BY CARRIE N. BAKER | Kentucky has become the first state since Roe v. Wade in 1973 to effectively ban all abortion services in the state. On Wednesday, April 13, the Kentucky legislature overrode Democratic Governor Andy Beshear to pass a law banning abortion after 15 weeks and placing restrictions on earlier abortions that are currently impossible to meet. As a result, the two remaining abortion clinics in the state—Planned Parenthood and EMW Women’s Surgical Center in Louisville—ceased offering abortion services on Thursday.
The law requires abortion providers to file paperwork on each abortion, but the forms don’t yet exist. In addition, providers of medication abortion must register with the state, but the state hasn’t yet set up a system to register them.

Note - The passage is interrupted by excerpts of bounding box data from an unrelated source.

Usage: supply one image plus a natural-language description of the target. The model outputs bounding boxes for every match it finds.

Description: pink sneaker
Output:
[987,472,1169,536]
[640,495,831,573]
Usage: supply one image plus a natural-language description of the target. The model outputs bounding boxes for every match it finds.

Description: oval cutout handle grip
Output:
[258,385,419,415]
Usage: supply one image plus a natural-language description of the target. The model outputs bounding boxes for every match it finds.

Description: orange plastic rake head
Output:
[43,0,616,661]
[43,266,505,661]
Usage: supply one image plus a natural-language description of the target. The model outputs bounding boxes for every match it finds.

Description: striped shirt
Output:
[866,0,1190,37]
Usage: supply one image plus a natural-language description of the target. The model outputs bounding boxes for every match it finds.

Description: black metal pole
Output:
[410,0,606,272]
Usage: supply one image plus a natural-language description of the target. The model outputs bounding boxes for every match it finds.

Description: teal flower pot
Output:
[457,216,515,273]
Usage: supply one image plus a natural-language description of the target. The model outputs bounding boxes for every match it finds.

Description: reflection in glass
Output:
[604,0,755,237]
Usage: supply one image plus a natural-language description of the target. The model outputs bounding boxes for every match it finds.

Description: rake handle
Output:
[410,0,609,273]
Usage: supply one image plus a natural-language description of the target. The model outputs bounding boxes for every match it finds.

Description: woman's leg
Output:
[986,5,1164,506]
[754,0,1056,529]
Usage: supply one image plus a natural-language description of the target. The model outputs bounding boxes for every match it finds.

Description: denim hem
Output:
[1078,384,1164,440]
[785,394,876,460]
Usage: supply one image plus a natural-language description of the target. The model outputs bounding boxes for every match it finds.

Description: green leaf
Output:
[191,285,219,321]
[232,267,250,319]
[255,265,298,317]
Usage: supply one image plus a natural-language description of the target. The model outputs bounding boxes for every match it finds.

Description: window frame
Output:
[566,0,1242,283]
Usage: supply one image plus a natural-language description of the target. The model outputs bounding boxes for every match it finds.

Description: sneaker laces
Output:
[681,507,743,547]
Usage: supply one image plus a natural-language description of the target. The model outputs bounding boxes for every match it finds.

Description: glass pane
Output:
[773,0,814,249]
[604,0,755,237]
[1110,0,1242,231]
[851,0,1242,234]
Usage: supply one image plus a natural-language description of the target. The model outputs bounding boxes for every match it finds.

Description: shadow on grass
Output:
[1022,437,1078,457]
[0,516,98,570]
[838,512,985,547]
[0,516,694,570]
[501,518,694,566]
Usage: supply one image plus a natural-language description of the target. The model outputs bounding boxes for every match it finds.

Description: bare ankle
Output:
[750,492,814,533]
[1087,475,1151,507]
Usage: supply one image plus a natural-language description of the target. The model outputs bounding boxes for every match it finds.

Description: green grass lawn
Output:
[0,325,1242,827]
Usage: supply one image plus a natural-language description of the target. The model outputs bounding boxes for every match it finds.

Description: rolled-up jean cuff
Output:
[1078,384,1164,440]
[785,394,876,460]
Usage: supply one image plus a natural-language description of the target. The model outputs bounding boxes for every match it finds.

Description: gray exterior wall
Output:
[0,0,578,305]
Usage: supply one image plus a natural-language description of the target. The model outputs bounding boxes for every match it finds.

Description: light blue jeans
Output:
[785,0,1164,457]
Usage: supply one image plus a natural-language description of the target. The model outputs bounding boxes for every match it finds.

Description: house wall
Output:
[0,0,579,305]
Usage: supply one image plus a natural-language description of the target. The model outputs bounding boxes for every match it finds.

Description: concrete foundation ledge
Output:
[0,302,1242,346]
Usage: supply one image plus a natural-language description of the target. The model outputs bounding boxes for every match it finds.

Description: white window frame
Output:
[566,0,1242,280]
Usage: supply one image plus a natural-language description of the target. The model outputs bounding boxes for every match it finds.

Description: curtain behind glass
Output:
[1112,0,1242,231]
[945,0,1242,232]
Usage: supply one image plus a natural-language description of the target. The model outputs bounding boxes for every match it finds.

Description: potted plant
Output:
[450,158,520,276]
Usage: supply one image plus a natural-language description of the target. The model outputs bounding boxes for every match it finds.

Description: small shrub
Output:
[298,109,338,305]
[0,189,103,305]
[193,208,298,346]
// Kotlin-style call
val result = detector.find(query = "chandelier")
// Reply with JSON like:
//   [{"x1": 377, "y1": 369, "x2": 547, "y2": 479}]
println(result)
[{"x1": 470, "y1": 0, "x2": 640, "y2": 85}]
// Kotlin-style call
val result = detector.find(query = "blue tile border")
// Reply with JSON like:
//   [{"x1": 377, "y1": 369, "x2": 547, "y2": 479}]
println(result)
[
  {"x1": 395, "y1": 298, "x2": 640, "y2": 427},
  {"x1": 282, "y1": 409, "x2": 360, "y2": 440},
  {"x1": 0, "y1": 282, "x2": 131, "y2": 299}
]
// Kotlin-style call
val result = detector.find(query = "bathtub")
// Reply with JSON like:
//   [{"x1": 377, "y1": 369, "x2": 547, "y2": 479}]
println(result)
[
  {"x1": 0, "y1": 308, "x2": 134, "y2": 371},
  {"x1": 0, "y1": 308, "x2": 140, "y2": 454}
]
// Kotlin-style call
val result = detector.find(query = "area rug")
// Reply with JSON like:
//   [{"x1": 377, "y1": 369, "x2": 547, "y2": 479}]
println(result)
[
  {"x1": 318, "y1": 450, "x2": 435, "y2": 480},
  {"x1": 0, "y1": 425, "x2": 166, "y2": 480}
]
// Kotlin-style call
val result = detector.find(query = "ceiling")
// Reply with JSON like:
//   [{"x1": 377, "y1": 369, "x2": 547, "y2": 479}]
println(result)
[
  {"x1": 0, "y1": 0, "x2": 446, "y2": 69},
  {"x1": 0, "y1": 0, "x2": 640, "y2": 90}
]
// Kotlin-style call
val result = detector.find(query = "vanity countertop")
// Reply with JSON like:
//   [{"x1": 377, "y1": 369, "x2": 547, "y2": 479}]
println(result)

“The law is a 72-page labyrinth of very complicated restrictions that cannot be complied with until the state makes the forms and the other infrastructure necessary to comply,” said Brigitte Amiri, deputy director of the ACLU Reproductive Freedom Project. “This has shut down abortion temporarily for now because it’s impossible to comply with this law.”
The law has no exception for survivors of rape and incest, nor for people for whom pregnancy poses significant health risks. The law also requires providers to report the full name, age, hometown, race, ethnicity and health status of the sexual partner of a woman who wants an abortion—even if she is a rape survivor.